Besides the technical importance of Co ferrites in industry, they have been used for medical applications due to their bio-compatibility, activity and low toxicity.18–20 Doping of Cu in Co ferrites is expected to enhance their bio-activity due to the role that Cu2+ plays in medical applications, especially in anti-cancer agents.21–24 In this regard, the substitution of Co with Cu has been found to improve the antibacterial activity of Co ferrite nanoparticles.25 Regarding anti-cancer activity, a Co–Cu ferrite/Na2Ca2Si3O9 composite (Bioglass) has been reported to have cytotoxicity against osteoblast cancer cells.26 To the best of our knowledge, the anti-cancer activity of pure nanocrystalline Cu–Co ferrite has not been reported to date.

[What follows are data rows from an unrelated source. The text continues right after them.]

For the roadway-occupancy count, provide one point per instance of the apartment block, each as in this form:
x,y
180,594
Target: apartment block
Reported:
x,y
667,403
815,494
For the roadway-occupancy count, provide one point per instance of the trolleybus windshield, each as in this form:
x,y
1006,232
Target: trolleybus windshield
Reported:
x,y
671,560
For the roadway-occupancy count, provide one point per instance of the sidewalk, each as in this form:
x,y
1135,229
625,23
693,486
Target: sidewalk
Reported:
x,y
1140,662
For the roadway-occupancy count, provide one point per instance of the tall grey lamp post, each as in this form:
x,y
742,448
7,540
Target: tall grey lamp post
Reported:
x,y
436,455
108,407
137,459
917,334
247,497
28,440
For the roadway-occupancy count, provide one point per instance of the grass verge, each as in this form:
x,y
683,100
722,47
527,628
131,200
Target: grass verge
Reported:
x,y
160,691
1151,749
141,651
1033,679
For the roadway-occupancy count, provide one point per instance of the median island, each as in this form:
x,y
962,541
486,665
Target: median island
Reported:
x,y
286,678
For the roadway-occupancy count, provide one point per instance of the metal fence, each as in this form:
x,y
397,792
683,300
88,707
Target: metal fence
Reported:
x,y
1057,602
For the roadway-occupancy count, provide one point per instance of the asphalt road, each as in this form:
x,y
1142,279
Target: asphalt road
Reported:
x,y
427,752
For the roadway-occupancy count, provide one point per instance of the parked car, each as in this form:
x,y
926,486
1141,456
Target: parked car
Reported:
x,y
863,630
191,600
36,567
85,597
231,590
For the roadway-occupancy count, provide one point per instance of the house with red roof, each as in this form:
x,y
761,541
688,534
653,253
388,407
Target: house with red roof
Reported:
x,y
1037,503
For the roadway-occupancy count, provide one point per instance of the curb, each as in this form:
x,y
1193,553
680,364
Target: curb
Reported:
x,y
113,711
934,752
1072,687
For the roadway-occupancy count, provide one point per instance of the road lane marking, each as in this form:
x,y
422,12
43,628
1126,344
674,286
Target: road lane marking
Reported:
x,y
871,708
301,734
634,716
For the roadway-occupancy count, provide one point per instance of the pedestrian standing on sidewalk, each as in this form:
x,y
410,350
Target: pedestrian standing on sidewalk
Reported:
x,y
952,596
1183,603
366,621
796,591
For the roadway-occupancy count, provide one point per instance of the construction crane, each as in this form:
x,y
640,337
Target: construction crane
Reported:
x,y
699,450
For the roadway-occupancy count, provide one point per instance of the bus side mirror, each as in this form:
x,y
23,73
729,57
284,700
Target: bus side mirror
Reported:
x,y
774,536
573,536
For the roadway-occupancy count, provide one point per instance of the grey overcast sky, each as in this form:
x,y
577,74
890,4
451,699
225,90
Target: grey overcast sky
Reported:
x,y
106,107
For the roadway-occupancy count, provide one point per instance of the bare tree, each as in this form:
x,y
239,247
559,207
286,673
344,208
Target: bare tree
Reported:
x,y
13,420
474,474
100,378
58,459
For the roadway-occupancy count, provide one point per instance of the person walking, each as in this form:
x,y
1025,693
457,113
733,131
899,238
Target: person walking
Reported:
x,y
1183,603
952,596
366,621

Herein, we introduce the use of the electrospinning technique to synthesize Cu–Co ferrite NFs for the first time. Furthermore, the structure, morphology, optical property, magnetism, and anti-cancer activity of the prepared NFs are discussed based on an increase in the content of Cu dopant in the sample.
2. Materials and methods
2.1. Instrumentation
Nanofibers (NFs) were synthesized utilizing an electrospinning system (NanoSpinner Unit INOVENSO, Standard Type, NS1, Co. Turkey). The phase purity of the obtained NFs was verified by PXRD (Rigaku Benchtop Miniflex, Tokyo, Japan X-ray powder diffractometer operating using a Cu Kα radiation generator). The NF morphology was imaged using scanning electron microscopy (SEM/TEM, FEI Titan 80–300 kV FEGS/TEM, Hillsboro, OR, USA). The presence and percentage of various merged elements were confirmed by energy dispersive X-ray spectroscopy (EDX) analysis. UV-vis diffuse reflectance spectra were measured using a JASCO V-700 spectrophotometer in the range of 200–900 nm at room temperature.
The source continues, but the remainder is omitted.